Hari ini, aku senang sekali karena tengah menemukan salah satu cara untuk menjangkaumu. Meski luka yang kurangkai belum sempurna, meski masih banyak kata-kata rumpang yang semoga bisa kau maklumi. Tapi, setidaknya ia sampai kepadamu, dan tentunya bisa kau genggam. 

Ohya, menurutmu apakah semua orang baik-baik saja di hadapan kehilangan, atau sebenarnya mereka tidak peduli?
Entahlah.. bagiku jika yang dibutuhkan dari perjalanan adalah pulang, aku ingin menetap saja, hanya menetap. Sebab perjalanan yang kutempuh dan pulang yang akan menjadi tujuan, sudah kutemukan. Bagaimana mungkin aku menempuh perjalanan yang sia-sia.

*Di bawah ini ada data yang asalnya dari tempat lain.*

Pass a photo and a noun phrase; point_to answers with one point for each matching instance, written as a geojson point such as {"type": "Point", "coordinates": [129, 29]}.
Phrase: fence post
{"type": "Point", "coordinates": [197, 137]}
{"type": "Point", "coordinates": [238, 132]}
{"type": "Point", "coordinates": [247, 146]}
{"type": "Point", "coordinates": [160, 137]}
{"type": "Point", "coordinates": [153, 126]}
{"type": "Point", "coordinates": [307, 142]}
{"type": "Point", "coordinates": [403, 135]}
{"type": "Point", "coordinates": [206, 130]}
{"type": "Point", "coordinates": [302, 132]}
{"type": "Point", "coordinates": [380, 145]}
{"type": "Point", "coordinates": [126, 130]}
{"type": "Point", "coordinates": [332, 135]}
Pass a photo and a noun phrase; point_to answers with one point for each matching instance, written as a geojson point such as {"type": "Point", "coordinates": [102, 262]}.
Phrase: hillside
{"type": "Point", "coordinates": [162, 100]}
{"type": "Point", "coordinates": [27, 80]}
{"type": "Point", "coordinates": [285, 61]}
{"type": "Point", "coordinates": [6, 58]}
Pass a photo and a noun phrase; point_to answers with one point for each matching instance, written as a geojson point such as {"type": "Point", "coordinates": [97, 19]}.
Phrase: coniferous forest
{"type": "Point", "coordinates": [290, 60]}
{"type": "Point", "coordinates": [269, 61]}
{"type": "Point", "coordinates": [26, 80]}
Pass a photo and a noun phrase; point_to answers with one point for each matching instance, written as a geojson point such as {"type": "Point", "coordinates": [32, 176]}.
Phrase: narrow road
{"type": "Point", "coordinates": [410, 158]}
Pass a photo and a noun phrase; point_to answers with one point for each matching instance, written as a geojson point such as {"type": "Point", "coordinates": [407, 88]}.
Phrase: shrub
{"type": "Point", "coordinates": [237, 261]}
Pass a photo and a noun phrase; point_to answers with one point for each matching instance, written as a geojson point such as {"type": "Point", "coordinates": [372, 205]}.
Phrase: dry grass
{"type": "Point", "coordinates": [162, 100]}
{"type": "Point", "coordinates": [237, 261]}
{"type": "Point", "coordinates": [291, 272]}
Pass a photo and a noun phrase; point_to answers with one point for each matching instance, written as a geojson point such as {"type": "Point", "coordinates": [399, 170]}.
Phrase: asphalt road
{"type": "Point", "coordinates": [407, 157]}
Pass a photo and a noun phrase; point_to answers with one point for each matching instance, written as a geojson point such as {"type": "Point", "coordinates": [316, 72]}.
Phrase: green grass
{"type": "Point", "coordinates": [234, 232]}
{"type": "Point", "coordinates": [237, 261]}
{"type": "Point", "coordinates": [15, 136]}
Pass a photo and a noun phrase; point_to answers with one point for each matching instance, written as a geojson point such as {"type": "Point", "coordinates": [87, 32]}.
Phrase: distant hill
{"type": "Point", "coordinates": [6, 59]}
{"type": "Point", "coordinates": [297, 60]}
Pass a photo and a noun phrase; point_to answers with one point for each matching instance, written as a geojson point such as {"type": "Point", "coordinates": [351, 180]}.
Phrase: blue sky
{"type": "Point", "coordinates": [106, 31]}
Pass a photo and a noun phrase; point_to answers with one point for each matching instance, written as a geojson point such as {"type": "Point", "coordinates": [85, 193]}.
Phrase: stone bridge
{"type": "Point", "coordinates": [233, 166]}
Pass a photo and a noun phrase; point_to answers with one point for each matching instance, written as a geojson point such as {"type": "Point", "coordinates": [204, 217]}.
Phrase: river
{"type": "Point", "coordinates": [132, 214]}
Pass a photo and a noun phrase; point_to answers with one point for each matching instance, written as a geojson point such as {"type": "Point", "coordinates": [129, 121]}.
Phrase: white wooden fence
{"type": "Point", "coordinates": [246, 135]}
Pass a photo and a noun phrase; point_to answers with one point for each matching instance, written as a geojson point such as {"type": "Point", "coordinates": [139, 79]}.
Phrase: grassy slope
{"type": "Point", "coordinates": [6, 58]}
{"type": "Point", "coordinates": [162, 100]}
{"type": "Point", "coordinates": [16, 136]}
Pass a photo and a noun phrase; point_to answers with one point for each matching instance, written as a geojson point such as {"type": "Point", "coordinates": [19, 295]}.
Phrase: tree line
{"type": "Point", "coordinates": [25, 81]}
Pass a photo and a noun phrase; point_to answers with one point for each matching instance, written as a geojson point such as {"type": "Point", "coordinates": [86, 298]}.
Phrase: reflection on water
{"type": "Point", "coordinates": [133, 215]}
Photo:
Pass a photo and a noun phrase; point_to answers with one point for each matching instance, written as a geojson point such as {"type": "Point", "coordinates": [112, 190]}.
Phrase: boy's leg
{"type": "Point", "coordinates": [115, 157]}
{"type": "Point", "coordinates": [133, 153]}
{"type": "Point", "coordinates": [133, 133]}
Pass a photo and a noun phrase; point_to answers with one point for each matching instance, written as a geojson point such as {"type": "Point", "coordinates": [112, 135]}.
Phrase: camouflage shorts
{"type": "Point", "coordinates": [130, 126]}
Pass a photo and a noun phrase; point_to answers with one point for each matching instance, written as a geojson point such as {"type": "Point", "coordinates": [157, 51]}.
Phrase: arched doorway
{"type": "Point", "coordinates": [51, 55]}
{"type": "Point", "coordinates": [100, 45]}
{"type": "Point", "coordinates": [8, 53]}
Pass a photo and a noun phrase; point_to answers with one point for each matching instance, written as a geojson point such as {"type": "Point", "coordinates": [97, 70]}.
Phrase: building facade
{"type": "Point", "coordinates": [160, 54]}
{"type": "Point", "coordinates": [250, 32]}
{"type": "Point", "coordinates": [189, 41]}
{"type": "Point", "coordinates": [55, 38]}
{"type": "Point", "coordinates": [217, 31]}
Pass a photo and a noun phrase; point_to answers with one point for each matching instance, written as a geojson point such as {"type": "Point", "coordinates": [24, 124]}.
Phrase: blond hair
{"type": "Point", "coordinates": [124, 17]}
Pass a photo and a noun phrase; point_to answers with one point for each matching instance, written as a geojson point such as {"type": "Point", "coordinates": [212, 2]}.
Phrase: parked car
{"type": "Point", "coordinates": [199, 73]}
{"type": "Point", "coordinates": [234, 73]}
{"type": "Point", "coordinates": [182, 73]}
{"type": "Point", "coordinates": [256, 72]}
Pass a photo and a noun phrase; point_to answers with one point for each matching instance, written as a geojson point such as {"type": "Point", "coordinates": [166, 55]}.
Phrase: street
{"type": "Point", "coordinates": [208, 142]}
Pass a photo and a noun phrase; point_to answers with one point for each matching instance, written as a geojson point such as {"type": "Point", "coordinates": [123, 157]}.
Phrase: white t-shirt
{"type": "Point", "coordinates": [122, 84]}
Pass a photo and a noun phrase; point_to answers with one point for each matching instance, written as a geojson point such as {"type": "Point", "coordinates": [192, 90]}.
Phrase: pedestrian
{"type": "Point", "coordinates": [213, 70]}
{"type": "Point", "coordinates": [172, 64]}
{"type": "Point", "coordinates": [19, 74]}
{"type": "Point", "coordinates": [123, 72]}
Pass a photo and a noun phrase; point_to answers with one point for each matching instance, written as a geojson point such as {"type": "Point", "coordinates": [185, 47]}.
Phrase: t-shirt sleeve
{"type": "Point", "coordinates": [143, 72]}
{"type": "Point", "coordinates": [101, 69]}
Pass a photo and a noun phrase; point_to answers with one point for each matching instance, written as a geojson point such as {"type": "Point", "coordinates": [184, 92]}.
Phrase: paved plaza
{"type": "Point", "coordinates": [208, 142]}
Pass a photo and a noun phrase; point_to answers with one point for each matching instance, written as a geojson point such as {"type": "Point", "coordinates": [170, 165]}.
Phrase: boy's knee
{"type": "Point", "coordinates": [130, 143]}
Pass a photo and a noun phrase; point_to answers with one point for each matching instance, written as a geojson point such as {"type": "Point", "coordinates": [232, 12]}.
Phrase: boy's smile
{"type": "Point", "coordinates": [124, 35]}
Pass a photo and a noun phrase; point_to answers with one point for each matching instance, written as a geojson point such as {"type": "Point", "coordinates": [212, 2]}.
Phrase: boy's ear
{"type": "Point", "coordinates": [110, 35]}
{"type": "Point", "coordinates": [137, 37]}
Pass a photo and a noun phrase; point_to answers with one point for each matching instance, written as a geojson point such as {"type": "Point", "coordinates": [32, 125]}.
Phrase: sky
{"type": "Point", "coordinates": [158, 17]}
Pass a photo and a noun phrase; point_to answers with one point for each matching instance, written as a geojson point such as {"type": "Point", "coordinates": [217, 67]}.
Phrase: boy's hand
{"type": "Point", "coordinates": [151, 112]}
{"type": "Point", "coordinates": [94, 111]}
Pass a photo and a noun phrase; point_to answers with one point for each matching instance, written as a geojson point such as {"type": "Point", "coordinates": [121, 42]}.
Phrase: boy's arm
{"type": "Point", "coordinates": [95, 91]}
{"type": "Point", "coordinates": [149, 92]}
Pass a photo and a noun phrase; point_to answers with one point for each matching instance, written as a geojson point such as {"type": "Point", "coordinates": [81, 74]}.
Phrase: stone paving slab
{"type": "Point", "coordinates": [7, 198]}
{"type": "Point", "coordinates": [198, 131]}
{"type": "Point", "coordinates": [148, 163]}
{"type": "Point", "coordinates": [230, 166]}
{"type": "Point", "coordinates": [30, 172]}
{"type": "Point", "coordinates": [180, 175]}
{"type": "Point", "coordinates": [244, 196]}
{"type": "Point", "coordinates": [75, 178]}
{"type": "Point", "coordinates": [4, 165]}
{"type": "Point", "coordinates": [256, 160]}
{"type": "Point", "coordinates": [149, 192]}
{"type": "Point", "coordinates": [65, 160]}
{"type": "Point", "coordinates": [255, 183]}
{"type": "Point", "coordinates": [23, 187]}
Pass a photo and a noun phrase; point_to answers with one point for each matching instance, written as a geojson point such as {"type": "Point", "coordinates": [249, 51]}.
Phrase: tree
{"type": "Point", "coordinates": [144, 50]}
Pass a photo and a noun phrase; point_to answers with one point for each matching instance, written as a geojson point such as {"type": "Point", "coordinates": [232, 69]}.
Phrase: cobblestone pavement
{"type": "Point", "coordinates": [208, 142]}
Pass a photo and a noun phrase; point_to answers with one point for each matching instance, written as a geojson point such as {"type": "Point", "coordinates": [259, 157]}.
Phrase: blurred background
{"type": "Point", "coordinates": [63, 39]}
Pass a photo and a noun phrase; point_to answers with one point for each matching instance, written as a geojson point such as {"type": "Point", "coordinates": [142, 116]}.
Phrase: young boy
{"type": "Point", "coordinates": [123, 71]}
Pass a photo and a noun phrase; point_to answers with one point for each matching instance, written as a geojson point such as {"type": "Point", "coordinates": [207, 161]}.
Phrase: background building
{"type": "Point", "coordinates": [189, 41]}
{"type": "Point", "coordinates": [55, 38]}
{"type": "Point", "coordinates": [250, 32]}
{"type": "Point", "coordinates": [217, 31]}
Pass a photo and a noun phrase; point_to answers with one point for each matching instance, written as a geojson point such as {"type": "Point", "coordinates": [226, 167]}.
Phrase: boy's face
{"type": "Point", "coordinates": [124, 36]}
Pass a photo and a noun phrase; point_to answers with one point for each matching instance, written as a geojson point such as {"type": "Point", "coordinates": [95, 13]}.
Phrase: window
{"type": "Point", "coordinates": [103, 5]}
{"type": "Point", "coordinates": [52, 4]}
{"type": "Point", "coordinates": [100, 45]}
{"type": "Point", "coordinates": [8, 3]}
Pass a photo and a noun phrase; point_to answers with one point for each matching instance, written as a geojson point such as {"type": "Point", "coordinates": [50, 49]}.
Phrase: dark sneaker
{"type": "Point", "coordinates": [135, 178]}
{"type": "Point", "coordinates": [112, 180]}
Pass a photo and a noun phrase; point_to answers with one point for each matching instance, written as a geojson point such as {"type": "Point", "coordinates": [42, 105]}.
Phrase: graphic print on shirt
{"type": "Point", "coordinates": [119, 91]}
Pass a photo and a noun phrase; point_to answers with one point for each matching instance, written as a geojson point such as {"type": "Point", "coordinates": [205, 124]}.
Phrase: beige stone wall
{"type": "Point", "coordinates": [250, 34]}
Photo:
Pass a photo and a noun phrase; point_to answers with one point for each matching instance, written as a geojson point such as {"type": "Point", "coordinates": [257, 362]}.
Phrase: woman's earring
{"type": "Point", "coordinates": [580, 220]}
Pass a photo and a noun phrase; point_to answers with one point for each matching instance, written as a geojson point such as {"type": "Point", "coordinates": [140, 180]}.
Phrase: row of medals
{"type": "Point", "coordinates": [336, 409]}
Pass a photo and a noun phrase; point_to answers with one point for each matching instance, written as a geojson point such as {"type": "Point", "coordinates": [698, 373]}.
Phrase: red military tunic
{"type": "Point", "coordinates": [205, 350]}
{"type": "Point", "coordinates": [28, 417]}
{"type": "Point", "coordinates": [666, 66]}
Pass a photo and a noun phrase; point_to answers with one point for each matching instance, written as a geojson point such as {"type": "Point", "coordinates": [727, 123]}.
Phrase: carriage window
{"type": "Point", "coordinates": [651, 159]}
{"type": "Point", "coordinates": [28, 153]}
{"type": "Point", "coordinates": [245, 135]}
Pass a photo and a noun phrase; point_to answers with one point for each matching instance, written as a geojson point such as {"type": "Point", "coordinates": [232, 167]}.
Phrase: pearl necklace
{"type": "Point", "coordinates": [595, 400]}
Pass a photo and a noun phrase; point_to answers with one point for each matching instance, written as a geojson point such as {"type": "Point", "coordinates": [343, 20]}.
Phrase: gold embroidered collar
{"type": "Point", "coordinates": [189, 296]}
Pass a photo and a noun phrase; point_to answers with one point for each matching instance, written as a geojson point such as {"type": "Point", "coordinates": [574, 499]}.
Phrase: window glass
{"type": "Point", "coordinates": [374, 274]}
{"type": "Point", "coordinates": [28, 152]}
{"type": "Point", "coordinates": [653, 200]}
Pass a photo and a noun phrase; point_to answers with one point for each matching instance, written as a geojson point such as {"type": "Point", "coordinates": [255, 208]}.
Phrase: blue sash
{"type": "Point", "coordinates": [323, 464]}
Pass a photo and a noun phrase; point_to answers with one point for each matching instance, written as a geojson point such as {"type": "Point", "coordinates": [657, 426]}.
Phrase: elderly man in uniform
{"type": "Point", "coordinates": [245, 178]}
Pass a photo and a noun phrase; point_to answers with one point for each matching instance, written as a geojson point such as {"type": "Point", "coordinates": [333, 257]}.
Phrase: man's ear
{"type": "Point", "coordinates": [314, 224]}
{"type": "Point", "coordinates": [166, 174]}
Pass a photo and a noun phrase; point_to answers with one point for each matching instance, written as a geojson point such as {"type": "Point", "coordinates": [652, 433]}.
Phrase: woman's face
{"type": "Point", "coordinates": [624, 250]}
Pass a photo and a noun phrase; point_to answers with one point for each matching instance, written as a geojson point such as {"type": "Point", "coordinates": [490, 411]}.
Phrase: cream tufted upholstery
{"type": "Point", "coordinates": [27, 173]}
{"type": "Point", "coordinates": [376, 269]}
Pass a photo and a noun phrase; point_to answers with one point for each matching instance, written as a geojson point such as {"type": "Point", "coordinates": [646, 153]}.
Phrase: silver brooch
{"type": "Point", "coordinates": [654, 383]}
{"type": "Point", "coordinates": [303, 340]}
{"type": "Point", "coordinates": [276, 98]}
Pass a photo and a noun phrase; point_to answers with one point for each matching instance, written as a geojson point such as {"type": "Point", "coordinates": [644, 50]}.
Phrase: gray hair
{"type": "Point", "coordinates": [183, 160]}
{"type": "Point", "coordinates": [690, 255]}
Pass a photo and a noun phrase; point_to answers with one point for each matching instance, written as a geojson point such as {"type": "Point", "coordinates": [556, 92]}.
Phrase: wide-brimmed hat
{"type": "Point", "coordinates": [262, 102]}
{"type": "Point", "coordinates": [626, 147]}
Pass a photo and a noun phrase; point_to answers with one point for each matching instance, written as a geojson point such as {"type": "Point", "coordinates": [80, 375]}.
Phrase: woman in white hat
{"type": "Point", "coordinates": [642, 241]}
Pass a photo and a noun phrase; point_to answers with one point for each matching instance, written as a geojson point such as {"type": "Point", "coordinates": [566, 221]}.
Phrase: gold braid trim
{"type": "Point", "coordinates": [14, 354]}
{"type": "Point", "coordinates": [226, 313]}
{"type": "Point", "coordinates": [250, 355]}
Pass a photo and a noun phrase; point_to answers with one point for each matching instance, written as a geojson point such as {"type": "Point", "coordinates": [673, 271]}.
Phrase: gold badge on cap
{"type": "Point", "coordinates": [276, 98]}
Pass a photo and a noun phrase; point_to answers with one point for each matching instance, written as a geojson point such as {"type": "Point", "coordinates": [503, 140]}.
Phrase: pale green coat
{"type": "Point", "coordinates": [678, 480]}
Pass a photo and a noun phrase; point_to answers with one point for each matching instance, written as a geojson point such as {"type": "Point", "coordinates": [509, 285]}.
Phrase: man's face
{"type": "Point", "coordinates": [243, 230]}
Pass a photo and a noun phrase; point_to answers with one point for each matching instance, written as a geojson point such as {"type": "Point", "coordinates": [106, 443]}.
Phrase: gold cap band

Seperti sedang mengulang perjalanan, yang meski sudah lama, tetap saja mengingatnya. Bedanya hanya terletak pada perasaan dan harapan. Tidak lagi berharap akan menemukan. Semuanya sudah asing dan pada perjalanan kali ini, semoga tidak benar-benar sendirian. 

Mengingat beberapa kejadian di masa silam, tandanya saya masih harus belajar. Belajar untuk kuat dan tetap waras. Meskipun sudah diupayakan optimal, sudah diikhtiarkan maksimal, sudah berdoa kencang setiap malam. Yang terbayangkan dia, yang sangat diharapkan dia, yang hadir di depan mata sosok yang berbeda. 

Begitulah takdir.

Yang perlu dipahami tentang doa dan takdir adalah kita berikhtiar dengan 1001 jalan, lalu terkadang Allah menjawab keinginan kita dan mengabulkannya melalui salah satu dari ribuan jalan itu. 

Yang perlu dipahami tentang doa dan takdir adalah Allah akan selalu mengabulkan doa kita. Seketika, beberapa saat kemudian, atau juga dalam waktu yang lama. Jawaban dari doa itu bisa serupa; sama persis seperti yang kits inginkan, mirip seperti; hampir sama atau sedikit berbeda. 

Yang perlu kita yakini adalah jika takdir dari doa yang kita sebut sangat berbeda, berarti apa yang kita doakan bukan yang terbaik menurut Allah. Menurut Allah kita tak membutuhkannya. Yang kita butuhkan adalah apa yang Allah takdirkan.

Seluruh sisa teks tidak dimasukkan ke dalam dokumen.